Two options: (…it seems to me, for making sense of Sartre)
-
When Sartre talks about how you’re “condemned to be free,” and so on, it could be that what he’s really just saying is that you’ll have to reason inductively about what you should do, or how you should live. There’s no blueprint in the form of deductive principles or whatever. (Look to existence, your experience, gather the data, arrange it in an inductive case about doing one thing or another). —What I said initially implies this, and it could be wrong.
-
But maybe, for Sartre, existence under-determines our lives in an even deeper sense. Do you remember his example of the young man who had to choose between going to fight the war against Hitler, or else to stay home and help/protect his mother? —I think the gist of that example was that neither one of those options has any better justification than the other. IOW, existence has under-determined the choice to such an extent that you can’t even reason inductively about it—or else you arrive at an incommensurability, or a stalemate whenever you do.
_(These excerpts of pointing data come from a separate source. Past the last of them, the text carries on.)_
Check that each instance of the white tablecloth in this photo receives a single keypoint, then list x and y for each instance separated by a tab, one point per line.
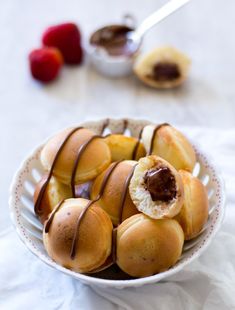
208	283
31	112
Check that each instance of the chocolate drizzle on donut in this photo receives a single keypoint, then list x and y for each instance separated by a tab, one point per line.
76	235
154	135
50	219
81	150
124	194
134	153
114	245
104	126
37	205
81	216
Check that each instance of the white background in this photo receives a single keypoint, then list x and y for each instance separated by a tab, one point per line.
30	112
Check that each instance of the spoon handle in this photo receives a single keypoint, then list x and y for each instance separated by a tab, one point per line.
159	15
If #2 is what you’re getting at, then yea, I can see that what I said initially doesn’t really capture Sartre.
Side point: Most philosphers have denied determinism in one way or another. Immanuel Kant did—and he did it in a way that strikes me as VERY similar to Sartre. Kant thought that your self could be non-determined by the sensory world because its origin/home was in some unknowable realm. That sounds a bit like a “nothingness” in being, if being is the sensory world. (Kant’s a good example of the “essence preceeds existence” camp, I’d guess).
As far as I can tell the existentialists took Husserl, and focused on the suffering and what they saw as the emptiness of everyday Life and its not presenting ultimate answers.
Sure. --Anyone tied to induction will not have much time for foundational principles, or ultimate answers, or whatever.
I’m not sure that Husserl (I mean, just phenomenological introspection), is really an aid to anything Sartre was saying, if what he was saying was something like #2. I think some people might be able to meditate themselves into a place where the don’t care about anything… but usually, if you focus on a decision you have to make… really hard… there’ll be some sort of desire there, maybe cloudy or shifting or conflicted, but there’s not an emptiness or a “nothingness”. And if there’s not a nothingness there, then I don’t think the options in your existence are actually under-determined.